Extent: 2 boxes
The Museum of the City of New York’s Collection on Women’s Suffrage contains two and three-dimensional ephemera ranging from 1890 to 1920, relating primarily to the suffrage movement in New York City.
The women’s suffrage movement began in earnest in the United States in 1848, at the first women’s convention in Seneca Falls, New York. In order to achieve the reform that they desired, women in the suffrage movement realized that they needed to not simply be represented, but to vote for themselves. Western states, such as Wyoming, Colorado, and Utah, were among the first to grant women the right to vote. The women’s suffrage movement became most significant at the turn of the century, and with this enthusiasm came the right to vote in states such as Washington, California, and Arizona. Along the way, suffragettes faced significant organized backlash from the National Association Opposed to Woman Suffrage (NAOWS), which had state branches such as the New York State Association Opposed to Woman Suffrage. The NAOWS argued that the majority of women did not want to vote, but instead stay home to care for their children and household. Despite backlash, women’s suffrage was fully ratified on August 18, 1920 as the Nineteenth Amendment.

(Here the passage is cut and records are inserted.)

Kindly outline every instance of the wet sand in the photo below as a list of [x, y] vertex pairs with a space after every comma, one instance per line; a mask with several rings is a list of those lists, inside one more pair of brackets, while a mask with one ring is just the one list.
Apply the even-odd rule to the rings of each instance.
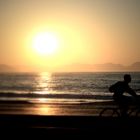
[[92, 134], [117, 130], [132, 131], [140, 129], [140, 117], [105, 116], [100, 112], [105, 108], [116, 108], [110, 102], [80, 104], [47, 104], [26, 101], [0, 102], [0, 127], [43, 129], [46, 133]]

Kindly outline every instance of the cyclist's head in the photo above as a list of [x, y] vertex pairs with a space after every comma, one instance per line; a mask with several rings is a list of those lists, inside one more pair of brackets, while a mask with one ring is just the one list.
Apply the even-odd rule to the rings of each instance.
[[131, 76], [130, 76], [130, 74], [125, 74], [124, 75], [124, 81], [127, 82], [127, 83], [130, 83], [131, 82]]

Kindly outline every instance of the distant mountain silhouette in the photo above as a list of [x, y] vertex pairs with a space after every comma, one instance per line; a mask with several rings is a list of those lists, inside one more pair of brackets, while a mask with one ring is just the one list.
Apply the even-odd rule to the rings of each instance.
[[60, 66], [56, 68], [47, 67], [32, 67], [32, 66], [9, 66], [0, 65], [0, 72], [41, 72], [41, 71], [54, 71], [54, 72], [123, 72], [123, 71], [140, 71], [140, 62], [135, 62], [130, 66], [121, 64], [105, 63], [105, 64], [71, 64]]

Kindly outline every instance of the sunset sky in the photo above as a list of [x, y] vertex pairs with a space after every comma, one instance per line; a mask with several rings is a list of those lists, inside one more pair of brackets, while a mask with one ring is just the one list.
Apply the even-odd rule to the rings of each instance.
[[130, 65], [139, 48], [140, 0], [0, 0], [0, 64]]

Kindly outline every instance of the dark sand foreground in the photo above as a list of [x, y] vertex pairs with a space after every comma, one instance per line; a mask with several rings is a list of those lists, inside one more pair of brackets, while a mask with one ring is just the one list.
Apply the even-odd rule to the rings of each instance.
[[[47, 104], [25, 101], [0, 102], [0, 128], [41, 129], [45, 133], [93, 134], [140, 130], [139, 115], [121, 117], [114, 102]], [[103, 113], [101, 115], [101, 112]]]

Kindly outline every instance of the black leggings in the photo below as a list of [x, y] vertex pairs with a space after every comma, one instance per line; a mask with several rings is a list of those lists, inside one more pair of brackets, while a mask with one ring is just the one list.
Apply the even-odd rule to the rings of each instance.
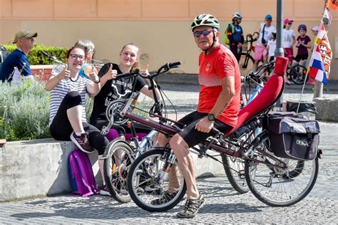
[[[206, 117], [208, 113], [194, 111], [178, 121], [180, 124], [177, 124], [176, 125], [180, 128], [183, 128], [184, 125], [186, 125], [178, 134], [183, 138], [185, 142], [187, 142], [189, 147], [195, 146], [197, 144], [203, 142], [208, 137], [212, 135], [210, 132], [203, 132], [195, 129], [195, 126], [200, 120], [200, 119]], [[215, 120], [214, 127], [222, 132], [230, 130], [233, 128], [232, 126], [217, 119]]]
[[[49, 127], [51, 136], [56, 140], [71, 140], [70, 136], [73, 127], [68, 119], [67, 110], [76, 105], [81, 105], [81, 98], [77, 91], [69, 92], [63, 98], [58, 112]], [[100, 130], [94, 126], [82, 122], [83, 129], [89, 133], [88, 140], [91, 147], [98, 152], [98, 155], [103, 155], [109, 141], [103, 135]]]

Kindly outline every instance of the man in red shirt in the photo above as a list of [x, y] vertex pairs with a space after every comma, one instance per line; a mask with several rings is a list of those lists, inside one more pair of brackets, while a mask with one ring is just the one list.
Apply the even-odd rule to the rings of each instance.
[[[188, 148], [210, 136], [213, 127], [221, 132], [232, 129], [240, 110], [240, 69], [232, 53], [219, 43], [218, 21], [212, 15], [201, 14], [195, 18], [191, 29], [203, 51], [199, 58], [198, 106], [196, 111], [180, 120], [186, 126], [170, 140], [187, 185], [187, 202], [177, 214], [179, 218], [194, 217], [205, 202], [197, 189], [194, 162]], [[168, 196], [165, 198], [168, 199]]]

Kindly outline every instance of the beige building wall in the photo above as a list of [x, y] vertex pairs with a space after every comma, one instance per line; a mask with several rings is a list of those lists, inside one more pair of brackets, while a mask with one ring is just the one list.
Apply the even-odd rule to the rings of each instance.
[[[324, 0], [285, 0], [284, 18], [295, 20], [292, 28], [304, 23], [319, 25]], [[177, 73], [198, 73], [196, 47], [190, 30], [193, 19], [201, 13], [220, 20], [222, 33], [235, 11], [244, 15], [245, 34], [257, 31], [267, 14], [275, 26], [277, 0], [0, 0], [0, 43], [9, 43], [14, 33], [26, 28], [39, 33], [36, 42], [71, 47], [79, 38], [92, 40], [97, 59], [117, 61], [121, 46], [137, 43], [149, 56], [150, 70], [180, 61]], [[334, 53], [332, 79], [338, 80], [338, 12], [329, 38]], [[222, 40], [222, 35], [221, 40]]]

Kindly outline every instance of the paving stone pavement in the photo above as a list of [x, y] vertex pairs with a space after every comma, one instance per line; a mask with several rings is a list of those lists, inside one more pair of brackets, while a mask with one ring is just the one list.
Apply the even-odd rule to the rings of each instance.
[[[177, 90], [185, 90], [180, 92]], [[175, 105], [185, 103], [179, 113], [195, 108], [196, 91], [186, 87], [171, 88], [167, 95]], [[188, 89], [189, 89], [188, 88]], [[174, 90], [172, 90], [174, 89]], [[184, 101], [182, 96], [184, 95]], [[307, 93], [311, 99], [312, 93]], [[337, 93], [328, 93], [337, 96]], [[288, 93], [285, 98], [298, 99], [299, 94]], [[185, 102], [185, 99], [188, 99]], [[191, 219], [179, 219], [175, 214], [183, 206], [162, 213], [144, 211], [133, 202], [121, 204], [109, 197], [88, 198], [71, 194], [53, 197], [0, 203], [0, 224], [337, 224], [338, 221], [338, 123], [319, 122], [319, 159], [317, 181], [309, 195], [288, 207], [271, 207], [257, 200], [250, 192], [237, 194], [225, 177], [198, 179], [199, 189], [206, 196], [206, 205]]]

Suffragism in New York City was defined by the participation of upper class women who sought to work for the rights of themselves and for working class women. This was unusual, as many women who were anti-suffragists elsewhere were upper class. Some of the materials in this collection were given by Carrie Chapman Catt, a notable figure in the New York City suffrage movement. A former president of the National American Woman Suffrage Association, she organized small societies in New York City into the New York City Woman Suffrage Party in 1909. The group used a variety of tactics that had proved to be successful for political change in New York City. Parades and protests were coupled with lobbying and petitioning to their success, a combination which encompassed civil disobedience and traditional political methods. Women’s suffrage was granted in New York State in 1917 and women continued to work for the Nineteenth Amendment, to benefit women across the country.
Scope and Content
The Collection on Women’s Suffrage contains a variety of materials, created between 1894 and 1919, relating to the women’s suffrage movement. The collection consists largely of letters, leaflets, and pamphlets. The women’s suffrage movement relied heavily on the distribution of booklets, pamphlets, and newspaper advertisements in order to lay out their ideology to both the opposition and potential supporters. The collection also contains pins with phrases such as “Votes for Women” and “WSP” (the New York City Woman Suffrage Party). In addition, the Museum’s collection contains textiles relating to women’s suffrage, such as banners and pennants.
Most materials in the Collection are focused on New York and the New York City Woman Suffrage Party, and a few apply to the topic of women’s suffrage in the United States at large. Objects of note include letters to Julie Reinhardt from the Woman Suffrage Party, and an anti-suffragist pamphlet from the New York State Association Opposed to Woman Suffrage.